Projection cubes of symmetric designs
Vedran Krčadinac, Lucija Relić
TL;DR
This work introduces projection $n$-cubes, a higher-dimensional generalization of symmetric $(v,k,\lambda)$ designs defined by the requirement that every $2$-dimensional projection is a symmetric design. It establishes key connections to orthogonal arrays $OA(vk,n,v,1)$ and derives dimension bounds, showing $n$ is finite and bounded by expressions in $v$ and $k$. The authors develop $n$-dimensional difference sets and extend classic finite-field constructions—Paley, cyclotomic, and twin prime power differences—to yield large families of projection cubes, while also performing exhaustive classifications for small parameters and identifying new non-difference-cube examples. Computational and theoretical results together reveal a rich structure: some projection cubes arise from difference sets with sharply transitive autotopy groups, while others do not, especially in non-abelian settings.

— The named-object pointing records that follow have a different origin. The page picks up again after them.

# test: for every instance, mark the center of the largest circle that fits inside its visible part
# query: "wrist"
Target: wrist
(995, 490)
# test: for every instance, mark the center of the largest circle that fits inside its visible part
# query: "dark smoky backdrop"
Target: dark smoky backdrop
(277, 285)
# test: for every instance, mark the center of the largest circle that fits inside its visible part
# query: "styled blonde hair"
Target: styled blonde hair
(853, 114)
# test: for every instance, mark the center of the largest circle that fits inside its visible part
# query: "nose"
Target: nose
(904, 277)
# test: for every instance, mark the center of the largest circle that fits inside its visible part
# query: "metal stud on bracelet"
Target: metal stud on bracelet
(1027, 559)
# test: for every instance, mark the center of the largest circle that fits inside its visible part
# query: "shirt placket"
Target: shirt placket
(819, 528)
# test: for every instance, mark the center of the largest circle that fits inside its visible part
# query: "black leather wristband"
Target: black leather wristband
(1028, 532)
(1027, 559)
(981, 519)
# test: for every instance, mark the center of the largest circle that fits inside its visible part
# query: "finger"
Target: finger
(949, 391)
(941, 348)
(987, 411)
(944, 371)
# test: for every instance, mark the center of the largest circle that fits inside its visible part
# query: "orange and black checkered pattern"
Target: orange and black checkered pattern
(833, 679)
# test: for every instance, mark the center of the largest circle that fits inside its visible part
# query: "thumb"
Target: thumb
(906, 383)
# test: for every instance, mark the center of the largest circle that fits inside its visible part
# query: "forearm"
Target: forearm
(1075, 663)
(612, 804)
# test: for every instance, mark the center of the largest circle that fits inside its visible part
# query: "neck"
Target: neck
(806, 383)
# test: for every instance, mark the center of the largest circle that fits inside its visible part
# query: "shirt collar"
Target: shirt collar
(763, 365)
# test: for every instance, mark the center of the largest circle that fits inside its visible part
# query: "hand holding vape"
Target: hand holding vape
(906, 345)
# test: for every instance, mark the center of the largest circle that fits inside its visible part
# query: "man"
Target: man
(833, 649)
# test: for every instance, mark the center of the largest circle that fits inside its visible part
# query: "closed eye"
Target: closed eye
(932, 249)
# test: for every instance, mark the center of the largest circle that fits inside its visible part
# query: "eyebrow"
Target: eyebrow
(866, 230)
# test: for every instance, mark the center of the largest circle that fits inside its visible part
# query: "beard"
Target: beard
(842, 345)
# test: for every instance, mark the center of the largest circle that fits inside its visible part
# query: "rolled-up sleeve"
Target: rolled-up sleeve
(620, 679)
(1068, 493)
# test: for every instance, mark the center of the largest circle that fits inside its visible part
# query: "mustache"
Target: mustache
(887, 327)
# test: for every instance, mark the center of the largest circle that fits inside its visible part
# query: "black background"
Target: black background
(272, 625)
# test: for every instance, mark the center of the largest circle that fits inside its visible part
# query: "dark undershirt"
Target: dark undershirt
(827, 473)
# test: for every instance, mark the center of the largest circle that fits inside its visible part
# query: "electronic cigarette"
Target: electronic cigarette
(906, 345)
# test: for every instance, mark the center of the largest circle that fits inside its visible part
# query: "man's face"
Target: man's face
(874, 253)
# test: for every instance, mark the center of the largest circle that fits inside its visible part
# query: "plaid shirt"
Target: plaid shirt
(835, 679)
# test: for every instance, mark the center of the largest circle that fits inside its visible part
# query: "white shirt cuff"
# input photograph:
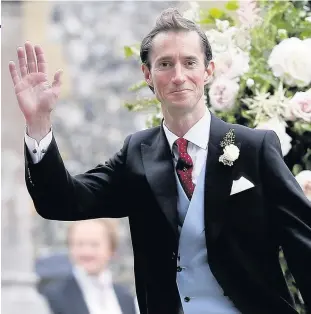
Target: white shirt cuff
(36, 150)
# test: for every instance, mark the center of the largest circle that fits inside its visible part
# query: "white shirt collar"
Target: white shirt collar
(104, 279)
(198, 134)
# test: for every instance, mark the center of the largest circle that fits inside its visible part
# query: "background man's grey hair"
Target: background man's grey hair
(172, 20)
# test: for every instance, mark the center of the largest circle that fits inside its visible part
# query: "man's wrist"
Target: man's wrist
(38, 129)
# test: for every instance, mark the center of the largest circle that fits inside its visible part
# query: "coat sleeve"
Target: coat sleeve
(292, 218)
(57, 195)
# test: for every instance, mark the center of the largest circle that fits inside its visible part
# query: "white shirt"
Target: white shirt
(98, 292)
(198, 137)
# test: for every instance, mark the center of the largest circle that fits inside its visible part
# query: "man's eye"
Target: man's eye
(164, 64)
(190, 63)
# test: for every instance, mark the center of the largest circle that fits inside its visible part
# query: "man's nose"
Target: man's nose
(179, 76)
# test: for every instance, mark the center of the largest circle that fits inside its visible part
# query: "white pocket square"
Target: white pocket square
(241, 185)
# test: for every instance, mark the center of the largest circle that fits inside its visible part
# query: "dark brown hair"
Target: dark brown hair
(171, 20)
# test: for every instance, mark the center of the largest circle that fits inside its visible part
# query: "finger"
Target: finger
(41, 63)
(57, 78)
(22, 61)
(31, 60)
(14, 74)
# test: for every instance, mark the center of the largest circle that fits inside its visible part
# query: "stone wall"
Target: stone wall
(86, 39)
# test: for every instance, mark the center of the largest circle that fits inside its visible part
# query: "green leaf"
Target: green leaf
(232, 5)
(215, 13)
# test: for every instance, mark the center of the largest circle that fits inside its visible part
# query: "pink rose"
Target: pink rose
(300, 106)
(222, 93)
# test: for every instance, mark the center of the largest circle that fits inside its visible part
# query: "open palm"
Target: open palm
(35, 96)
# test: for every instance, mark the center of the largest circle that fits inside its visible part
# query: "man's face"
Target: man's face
(178, 73)
(89, 246)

The work lays groundwork for broader classification, construction of infinite families, and exploration of projection cubes beyond difference-set origins, with practical implications for combinatorial design theory and OA-based representations.
Abstract
We introduce a new type of $n$-dimensional generalization of symmetric $(v,k,λ)$ block designs. We prove upper bounds on the dimension $n$ in terms of $v$ and $k$. We also define the corresponding concept of $n$-dimensional difference sets, and extend some classic families of difference sets to higher dimensions. Complete classifications are performed for small parameters $(v,k,λ)$ and some interesting examples are presented.